A Cemig é a principal beneficiada pela medida, assegurando a manutenção de um ativo estratégico de 78 MW em seu portfólio por um longo período, o que contribui para a estabilidade de suas receitas e lastro de energia. Os consumidores, por sua vez, podem ser ganhadores indiretos, uma vez que a Lei nº 12.783/2013 estabelece a modicidade tarifária como um dos objetivos primordiais das prorrogações de concessões. As distribuidoras do SIN também se beneficiam da alocação de cotas de garantia física, reforçando a segurança do suprimento e a estabilidade do sistema.

Embora o despacho não quantifique o impacto direto da prorrogação em tarifas (TUSD/TUST) ou encargos setoriais (ESS/ESS-RE), a Lei nº 12.783/2013, que fundamenta a decisão, prevê que as prorrogações devem buscar a modicidade tarifária. No contexto mais amplo das renovações de concessões hidrelétricas, discussões indicam que pagamentos à União, como a repactuação do Uso do Bem Público (UBP) de outras usinas, podem ser direcionados para aliviar a Conta de Desenvolvimento Energético (CDE), potencialmente beneficiando as tarifas de energia, embora não haja confirmação da vinculação direta da UHE Sá Carvalho a esses valores.

A decisão do MME de prorrogar a concessão da UHE Sá Carvalho ocorre em um momento de intensa discussão regulatória sobre a extensão de concessões hidrelétricas no país. Em 11 de agosto de 2026, a ANEEL abriu uma consulta pública para estabelecer uma metodologia de cálculo dos prazos e condições para futuras extensões. Este despacho, portanto, se alinha à legislação existente, enquanto o setor busca maior clareza e padronização para os próximos processos de renovação de ativos de geração.
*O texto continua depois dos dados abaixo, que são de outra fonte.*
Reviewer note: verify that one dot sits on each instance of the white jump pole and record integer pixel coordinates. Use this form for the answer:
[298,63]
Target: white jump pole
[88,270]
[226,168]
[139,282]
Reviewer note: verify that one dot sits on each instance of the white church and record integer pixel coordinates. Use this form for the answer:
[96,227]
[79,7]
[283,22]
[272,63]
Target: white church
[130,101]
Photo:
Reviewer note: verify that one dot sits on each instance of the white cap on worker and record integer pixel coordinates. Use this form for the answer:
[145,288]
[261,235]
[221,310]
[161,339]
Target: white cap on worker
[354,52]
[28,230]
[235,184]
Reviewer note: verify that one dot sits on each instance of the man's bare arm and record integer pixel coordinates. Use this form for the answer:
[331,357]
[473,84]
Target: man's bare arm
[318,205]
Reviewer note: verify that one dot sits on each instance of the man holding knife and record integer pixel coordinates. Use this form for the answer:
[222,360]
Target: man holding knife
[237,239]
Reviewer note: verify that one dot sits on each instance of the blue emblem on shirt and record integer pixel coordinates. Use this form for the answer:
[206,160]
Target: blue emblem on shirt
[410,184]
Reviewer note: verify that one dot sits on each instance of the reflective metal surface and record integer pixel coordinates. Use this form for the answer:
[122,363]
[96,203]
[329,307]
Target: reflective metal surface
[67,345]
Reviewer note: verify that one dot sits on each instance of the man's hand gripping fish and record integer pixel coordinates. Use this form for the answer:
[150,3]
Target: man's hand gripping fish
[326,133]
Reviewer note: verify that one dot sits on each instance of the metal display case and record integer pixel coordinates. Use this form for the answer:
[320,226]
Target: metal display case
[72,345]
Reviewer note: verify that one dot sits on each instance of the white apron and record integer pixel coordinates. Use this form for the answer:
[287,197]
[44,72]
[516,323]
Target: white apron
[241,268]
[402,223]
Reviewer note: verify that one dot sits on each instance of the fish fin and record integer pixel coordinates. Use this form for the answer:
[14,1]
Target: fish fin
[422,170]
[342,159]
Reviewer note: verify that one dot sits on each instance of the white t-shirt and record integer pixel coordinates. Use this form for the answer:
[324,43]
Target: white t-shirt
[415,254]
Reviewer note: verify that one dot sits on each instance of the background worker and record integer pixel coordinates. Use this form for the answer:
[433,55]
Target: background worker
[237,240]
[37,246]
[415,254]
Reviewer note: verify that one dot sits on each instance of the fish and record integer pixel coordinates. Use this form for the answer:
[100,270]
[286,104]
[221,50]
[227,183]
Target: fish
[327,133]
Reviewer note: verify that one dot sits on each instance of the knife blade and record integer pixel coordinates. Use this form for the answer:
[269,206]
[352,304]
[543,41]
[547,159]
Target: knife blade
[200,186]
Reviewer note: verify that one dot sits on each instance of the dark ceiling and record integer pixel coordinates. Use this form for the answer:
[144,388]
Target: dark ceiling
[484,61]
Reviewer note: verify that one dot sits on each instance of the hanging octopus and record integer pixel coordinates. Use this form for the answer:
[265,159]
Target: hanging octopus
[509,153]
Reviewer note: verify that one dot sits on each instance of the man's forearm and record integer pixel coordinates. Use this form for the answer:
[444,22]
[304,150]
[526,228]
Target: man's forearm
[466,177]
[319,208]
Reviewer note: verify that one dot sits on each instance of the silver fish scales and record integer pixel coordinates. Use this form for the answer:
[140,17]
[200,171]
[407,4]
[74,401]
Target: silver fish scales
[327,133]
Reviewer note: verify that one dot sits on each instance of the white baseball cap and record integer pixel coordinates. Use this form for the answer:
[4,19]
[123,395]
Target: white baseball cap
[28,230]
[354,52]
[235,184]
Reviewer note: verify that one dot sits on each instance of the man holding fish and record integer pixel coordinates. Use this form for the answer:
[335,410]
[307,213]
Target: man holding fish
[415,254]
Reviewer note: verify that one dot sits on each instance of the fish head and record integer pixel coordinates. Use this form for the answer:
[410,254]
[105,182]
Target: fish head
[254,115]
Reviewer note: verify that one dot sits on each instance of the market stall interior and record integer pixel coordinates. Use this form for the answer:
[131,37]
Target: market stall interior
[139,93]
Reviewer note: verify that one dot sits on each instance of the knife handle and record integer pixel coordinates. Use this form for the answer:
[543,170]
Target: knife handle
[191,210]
A UHE Sá Carvalho, com seus 78 MW, representa um componente relevante para a Cemig e para a matriz elétrica brasileira, que hoje, segundo dados do ONS para agosto de 2026, tem a capacidade instalada hidrelétrica respondendo por cerca de 41,9% no SIN. A continuidade de sua operação, sob as novas condições, reforça a previsibilidade do suprimento e a gestão do portfólio de geração da companhia.
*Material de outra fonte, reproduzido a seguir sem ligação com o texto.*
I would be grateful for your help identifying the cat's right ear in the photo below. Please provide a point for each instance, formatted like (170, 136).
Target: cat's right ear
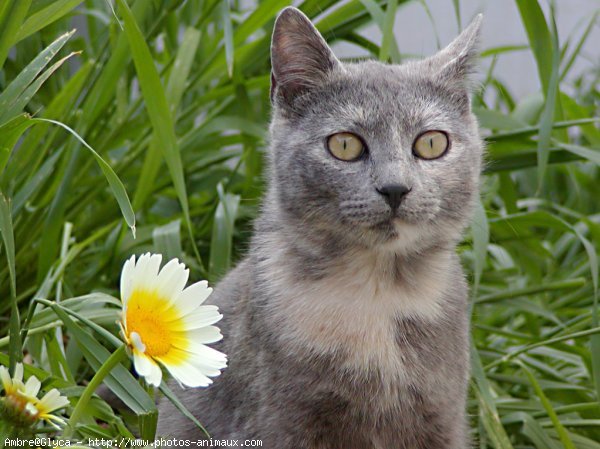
(300, 57)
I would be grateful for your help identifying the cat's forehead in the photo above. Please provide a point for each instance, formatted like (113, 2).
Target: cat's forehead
(371, 94)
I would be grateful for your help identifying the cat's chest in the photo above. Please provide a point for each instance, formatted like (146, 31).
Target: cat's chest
(354, 314)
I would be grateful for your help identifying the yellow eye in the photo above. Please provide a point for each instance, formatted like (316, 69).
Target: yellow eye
(345, 146)
(431, 144)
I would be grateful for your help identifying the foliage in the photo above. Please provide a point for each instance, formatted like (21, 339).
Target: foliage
(154, 117)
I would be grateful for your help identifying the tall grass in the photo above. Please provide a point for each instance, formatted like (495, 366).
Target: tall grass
(145, 130)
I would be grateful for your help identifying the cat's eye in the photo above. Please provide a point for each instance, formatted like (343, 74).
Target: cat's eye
(345, 146)
(431, 144)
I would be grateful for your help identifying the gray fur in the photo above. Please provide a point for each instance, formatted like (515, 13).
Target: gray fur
(346, 323)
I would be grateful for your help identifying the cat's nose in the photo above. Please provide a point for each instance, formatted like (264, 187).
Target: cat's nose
(394, 194)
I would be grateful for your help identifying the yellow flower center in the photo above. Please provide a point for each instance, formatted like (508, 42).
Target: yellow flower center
(155, 320)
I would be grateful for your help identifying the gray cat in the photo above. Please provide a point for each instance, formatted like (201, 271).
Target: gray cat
(346, 324)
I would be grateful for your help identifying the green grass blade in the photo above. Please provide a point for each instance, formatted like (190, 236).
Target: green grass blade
(380, 18)
(577, 50)
(560, 429)
(6, 228)
(228, 31)
(45, 17)
(158, 108)
(539, 37)
(585, 153)
(13, 14)
(491, 419)
(21, 101)
(167, 240)
(10, 133)
(29, 73)
(480, 231)
(548, 113)
(175, 88)
(222, 234)
(117, 187)
(388, 30)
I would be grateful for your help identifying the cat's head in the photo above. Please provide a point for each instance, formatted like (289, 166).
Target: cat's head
(385, 155)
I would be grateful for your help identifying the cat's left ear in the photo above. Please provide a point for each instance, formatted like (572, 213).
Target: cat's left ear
(300, 57)
(455, 64)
Os próximos passos incluem o acompanhamento da ANEEL na definição da tarifa de remuneração e dos padrões de qualidade para a UHE Sá Carvalho, conforme previsto na Lei nº 12.783/2013. Além disso, o mercado deve observar o desfecho da consulta pública da ANEEL sobre a metodologia de extensão de concessões hidrelétricas, que poderá moldar as condições para futuras prorrogações de outros ativos do setor, trazendo maior previsibilidade regulatória para investimentos em modernização e ampliação.